Some thoughts on the feeling that many have of the futility of service in a world that has a seemingly unending need–seemingly undefeatable evil…..
I think that looking at the meaning of the incarnation of Christ and of his whole life and passion from a particular perspective sheds light on this dillemma. In these, he is shown to humble himself in being totally obedient to God’s sending of him, and entering into the conditions of those in need, experiencing them himself. As he continues to serve these people, it becomes clear that the mission is too much–that the evil in the hearts of men (the very thing he came to remedy) is too strong for the numerically and geographically limited ministry he is doing. In the cross, he becomes swallowed up, so to speak, by the futility of his mission, and reaches the same end that those he came to serve and save all inevitably suffer: death. And yet all this was done in radical obedience to God, and in faith that God would not ultimately abandon him. And God will not abandon those who hope in him, those who have the loving obedience of faith in him. Because of Christ’s obediance in service, though all seemed to have been loss and failure, God granted him abundant fruits. Both for him and those he was sent to.

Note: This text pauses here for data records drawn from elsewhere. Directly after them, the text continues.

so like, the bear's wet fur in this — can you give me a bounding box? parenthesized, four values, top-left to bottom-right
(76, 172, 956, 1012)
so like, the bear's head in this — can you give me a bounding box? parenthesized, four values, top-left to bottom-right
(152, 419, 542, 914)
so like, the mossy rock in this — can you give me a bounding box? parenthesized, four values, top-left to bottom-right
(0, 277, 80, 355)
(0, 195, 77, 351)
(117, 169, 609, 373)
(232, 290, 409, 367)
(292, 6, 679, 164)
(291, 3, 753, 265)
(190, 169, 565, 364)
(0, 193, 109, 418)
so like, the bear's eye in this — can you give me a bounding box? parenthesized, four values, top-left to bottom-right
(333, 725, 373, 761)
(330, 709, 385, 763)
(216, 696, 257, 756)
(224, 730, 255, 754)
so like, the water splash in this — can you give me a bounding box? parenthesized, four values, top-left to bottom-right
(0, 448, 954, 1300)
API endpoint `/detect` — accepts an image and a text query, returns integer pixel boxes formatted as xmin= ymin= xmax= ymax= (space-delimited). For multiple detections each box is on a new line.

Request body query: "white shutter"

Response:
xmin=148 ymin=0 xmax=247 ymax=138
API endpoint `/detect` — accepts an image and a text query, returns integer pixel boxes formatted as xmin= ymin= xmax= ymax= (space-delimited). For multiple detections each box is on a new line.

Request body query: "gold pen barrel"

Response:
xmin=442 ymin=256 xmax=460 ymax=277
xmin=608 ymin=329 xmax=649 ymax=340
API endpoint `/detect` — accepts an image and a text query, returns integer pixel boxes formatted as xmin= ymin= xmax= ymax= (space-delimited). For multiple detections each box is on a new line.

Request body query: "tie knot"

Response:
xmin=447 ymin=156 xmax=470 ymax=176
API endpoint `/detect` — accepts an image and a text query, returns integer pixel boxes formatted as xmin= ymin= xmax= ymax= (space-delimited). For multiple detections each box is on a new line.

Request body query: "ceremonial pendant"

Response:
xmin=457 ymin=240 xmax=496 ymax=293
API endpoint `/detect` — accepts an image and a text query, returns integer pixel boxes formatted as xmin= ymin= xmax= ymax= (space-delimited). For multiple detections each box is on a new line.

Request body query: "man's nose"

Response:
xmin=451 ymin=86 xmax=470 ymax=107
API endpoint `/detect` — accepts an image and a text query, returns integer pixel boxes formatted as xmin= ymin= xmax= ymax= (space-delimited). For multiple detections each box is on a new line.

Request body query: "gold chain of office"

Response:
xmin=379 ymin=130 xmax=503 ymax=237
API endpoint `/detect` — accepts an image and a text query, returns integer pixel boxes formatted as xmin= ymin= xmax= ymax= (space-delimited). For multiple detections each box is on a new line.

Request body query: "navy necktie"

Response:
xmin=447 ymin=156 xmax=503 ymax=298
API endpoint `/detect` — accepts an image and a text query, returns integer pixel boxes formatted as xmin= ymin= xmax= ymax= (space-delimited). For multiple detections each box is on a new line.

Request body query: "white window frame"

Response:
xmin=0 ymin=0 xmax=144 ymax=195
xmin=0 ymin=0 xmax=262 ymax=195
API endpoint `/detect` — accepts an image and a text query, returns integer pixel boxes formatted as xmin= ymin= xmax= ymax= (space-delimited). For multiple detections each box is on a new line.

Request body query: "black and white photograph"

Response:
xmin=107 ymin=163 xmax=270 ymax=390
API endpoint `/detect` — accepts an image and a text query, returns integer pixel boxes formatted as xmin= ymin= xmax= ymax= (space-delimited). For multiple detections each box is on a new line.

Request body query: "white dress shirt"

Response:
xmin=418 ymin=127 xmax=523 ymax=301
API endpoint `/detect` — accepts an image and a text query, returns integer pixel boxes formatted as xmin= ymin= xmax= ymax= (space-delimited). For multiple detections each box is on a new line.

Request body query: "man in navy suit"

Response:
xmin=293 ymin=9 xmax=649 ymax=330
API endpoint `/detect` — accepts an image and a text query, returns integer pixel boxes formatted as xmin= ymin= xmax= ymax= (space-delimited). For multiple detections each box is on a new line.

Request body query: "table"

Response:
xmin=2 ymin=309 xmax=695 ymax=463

So for us to live this in our lives, we need to follow the pattern of Christ. And this is why we need to (as is often said), “put our hope not in this world but in the world to come.” If we put our ultimate hope in “what I (or we) can do” for the poor of the world, then we will be disappointed and despair because the work is too much for us (even collectively), there is too much evil in the hearts of men. But if we hope in heaven, which is God’s work of “making things right,” then we know that whether our service yields partial successes (for all successes in this world are partial), or yields failures, we can trust in God to bring about the fullness at the end of the ages. Rather than discouraging working in this world, hoping in heaven instead of in earth encourages working in the world. An activist view on life is thus seen to be surpassed by a active-contemplative life in God. Putting hope in this world ends up by dragging heaven down to earth, but putting hope in heaven lifts earth up to heaven.
We can do and are called to do great works of service on earth, individually and collectively, but it is an illusion to think that we can bring the kingdom of God in all its fullness into this world which is dominated by sin. Only God himself can bring it when Christ comes again. Having hope in God and in heaven is the remedy to the feeling of futility in service. And while the fruits of service are the beginnings of the kingdom, service–being obedience to God–makes the hope of THE FRUIT (which is of God’s fruit in Christ) secure.